[Image by Justin Lim]
Introduction
This article will delve into diffusion models, a group of latent variable (see definitions) generative models with applications in image generation, audio synthesis, and denoising. More specifically, this article will mostly focus on the derivations and the ideas behind diffusion models, with a heavy enthuses on the ideas introduced in Ho et al. in his Denoising Diffusion Probabilisitic Models paper (DDPMs). The applications of these models will not be covered today.
Introduction to probabilistic modelling
Before delving into diffusion models, it’s best to briefly cover some of the common issues in probabilistic modelling. As explained by J.Sohl-Dickstein et al., in probabilistic modelling, there has always been the trade-off between two conflicting objectives. These objectives are tractability and flexibility.
Tractable models are those that fit easily to data and that can be analytically evaluated. However, these models often lack the complexity required to model complex datasets.
On the contrary, flexible models have the ability to model any arbitrary data. For example, any distribution of data $\mathcal{X}$ can be represented by a scoring function $\phi(\bm{x}) \geq 0$, $\forall x \in \mathcal{X}$. To construct a probabilistic distribution from this function, we need to divide by a normalizing constant $C$, where $C = \int \phi(x) \ \delta x$, giving us $p(x) = \phi(x) / C$. The challenge with this method arises from the intractability of this normalisation term.
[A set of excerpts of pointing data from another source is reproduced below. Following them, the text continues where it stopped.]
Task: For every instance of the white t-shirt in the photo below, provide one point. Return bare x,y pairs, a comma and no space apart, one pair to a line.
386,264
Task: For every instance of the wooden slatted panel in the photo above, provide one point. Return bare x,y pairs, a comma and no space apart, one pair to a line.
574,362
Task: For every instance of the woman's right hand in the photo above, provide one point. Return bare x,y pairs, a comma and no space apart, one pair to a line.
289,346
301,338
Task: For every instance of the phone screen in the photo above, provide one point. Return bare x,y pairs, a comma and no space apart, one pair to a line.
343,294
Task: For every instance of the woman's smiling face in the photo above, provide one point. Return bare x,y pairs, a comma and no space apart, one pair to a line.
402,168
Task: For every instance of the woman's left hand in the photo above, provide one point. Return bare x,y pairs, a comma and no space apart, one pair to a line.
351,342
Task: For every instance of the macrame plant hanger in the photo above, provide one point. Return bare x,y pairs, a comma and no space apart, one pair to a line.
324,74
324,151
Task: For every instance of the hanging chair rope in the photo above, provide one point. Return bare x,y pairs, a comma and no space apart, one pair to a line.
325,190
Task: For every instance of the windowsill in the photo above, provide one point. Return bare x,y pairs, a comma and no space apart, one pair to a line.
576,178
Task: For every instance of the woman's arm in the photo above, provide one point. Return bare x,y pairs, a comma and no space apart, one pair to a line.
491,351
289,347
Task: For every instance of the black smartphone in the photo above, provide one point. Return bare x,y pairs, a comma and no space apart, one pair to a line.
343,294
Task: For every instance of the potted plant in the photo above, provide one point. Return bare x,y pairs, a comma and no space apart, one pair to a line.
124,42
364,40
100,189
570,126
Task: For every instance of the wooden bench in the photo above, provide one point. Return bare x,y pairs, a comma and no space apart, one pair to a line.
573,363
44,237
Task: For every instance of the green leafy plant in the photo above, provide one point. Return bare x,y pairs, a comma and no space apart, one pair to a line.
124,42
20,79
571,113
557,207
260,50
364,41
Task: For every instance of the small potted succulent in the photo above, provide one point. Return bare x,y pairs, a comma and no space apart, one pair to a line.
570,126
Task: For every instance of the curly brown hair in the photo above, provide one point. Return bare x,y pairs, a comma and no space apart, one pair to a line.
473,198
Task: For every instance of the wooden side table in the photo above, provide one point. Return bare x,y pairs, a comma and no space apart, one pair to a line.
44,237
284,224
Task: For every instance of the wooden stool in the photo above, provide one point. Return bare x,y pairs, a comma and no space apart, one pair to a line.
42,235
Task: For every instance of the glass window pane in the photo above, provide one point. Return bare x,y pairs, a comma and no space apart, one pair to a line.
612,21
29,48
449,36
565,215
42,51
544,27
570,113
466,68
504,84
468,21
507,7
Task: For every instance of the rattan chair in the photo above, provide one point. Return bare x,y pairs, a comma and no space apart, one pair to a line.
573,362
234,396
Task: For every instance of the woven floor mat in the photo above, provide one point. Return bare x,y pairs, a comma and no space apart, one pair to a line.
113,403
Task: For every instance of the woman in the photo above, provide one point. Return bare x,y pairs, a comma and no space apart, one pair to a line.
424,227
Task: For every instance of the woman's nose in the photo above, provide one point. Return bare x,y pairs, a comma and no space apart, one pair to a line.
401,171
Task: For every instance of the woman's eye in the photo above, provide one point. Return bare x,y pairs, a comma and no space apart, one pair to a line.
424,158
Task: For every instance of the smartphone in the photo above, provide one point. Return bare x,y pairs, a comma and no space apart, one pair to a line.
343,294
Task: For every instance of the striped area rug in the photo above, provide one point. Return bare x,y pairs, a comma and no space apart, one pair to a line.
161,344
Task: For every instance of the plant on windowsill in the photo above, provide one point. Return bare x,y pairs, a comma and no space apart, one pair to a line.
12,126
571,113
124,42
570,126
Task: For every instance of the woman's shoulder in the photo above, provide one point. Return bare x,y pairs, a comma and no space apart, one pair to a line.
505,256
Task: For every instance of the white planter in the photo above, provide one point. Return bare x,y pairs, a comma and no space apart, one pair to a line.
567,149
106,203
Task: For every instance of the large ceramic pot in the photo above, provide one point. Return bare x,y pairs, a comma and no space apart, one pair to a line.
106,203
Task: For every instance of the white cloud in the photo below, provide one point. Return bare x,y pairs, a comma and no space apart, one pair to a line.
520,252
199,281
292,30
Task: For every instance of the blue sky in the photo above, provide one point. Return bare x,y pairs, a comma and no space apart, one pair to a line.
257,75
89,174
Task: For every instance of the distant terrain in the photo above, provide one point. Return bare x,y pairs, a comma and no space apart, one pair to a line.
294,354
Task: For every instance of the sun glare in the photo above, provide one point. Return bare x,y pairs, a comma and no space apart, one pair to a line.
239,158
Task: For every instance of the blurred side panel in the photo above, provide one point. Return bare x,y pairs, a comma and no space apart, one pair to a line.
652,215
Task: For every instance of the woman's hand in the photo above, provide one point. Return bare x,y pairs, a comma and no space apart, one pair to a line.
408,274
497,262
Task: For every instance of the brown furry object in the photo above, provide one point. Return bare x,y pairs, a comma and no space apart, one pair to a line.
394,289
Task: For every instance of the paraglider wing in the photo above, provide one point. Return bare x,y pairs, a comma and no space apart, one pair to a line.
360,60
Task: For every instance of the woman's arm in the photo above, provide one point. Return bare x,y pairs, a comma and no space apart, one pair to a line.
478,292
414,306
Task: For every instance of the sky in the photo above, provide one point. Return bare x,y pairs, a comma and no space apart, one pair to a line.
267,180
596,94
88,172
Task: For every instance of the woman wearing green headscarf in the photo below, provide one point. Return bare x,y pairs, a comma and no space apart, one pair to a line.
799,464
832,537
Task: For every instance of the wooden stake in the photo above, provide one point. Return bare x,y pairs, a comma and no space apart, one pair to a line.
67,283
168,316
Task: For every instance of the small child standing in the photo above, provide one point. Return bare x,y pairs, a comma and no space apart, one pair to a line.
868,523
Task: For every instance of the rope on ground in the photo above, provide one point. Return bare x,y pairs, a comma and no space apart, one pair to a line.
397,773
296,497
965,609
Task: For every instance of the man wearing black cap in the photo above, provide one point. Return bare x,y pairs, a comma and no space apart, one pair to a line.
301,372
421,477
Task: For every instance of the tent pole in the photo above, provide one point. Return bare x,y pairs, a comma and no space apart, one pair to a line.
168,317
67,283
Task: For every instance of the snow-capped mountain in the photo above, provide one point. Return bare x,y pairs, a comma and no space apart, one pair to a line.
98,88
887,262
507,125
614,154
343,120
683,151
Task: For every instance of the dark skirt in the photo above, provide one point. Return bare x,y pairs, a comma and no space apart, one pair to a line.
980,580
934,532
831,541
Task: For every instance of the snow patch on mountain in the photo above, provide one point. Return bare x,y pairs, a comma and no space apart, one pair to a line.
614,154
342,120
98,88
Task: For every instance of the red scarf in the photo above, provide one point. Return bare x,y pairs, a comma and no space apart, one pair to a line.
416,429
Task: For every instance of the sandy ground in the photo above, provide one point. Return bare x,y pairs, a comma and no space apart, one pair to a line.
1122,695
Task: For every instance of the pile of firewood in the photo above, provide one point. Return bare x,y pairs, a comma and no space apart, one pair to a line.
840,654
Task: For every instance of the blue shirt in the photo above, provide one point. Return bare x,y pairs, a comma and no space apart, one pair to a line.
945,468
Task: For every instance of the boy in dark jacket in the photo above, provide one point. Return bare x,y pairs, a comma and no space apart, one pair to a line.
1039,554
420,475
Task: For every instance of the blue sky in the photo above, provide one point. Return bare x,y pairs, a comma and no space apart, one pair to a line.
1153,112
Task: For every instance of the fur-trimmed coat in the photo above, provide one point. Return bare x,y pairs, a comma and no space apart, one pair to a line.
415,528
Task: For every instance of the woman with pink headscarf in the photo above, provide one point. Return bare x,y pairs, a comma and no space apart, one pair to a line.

We will explore this limitation further later in this article.
Diffusion models sit in the middle between these two objectives. They provide extreme flexibility while remaining tractable. To achieve this a generative Markov chain is used. This chain iteratively converts a simple known distribution (often a Gaussian distribution) to the target distribution. The model learns in each step by estimating the small perturbations in the sample rather than estimating the target function from a single non-analytically-normalisable potential function.
This idea stems from the fact that a diffusion process exists for any smooth target function. Consequently, a diffusion process can model distributions of arbitrary form.
What are diffusion models?
Diffusion models are broken down into 2 key processes. The forward process and the reverse process. The forward process gradually adds Gaussian noise to an image, slowly corrupting the image. On the other hand, the reverse process takes this corrupted image and iteratively tries to remove the noise from the corrupted image. In the process of removing the noise, a function (often a neural network) is trained to remove this noise. After a long training process, this new function will have the ability to generate samples from random noise.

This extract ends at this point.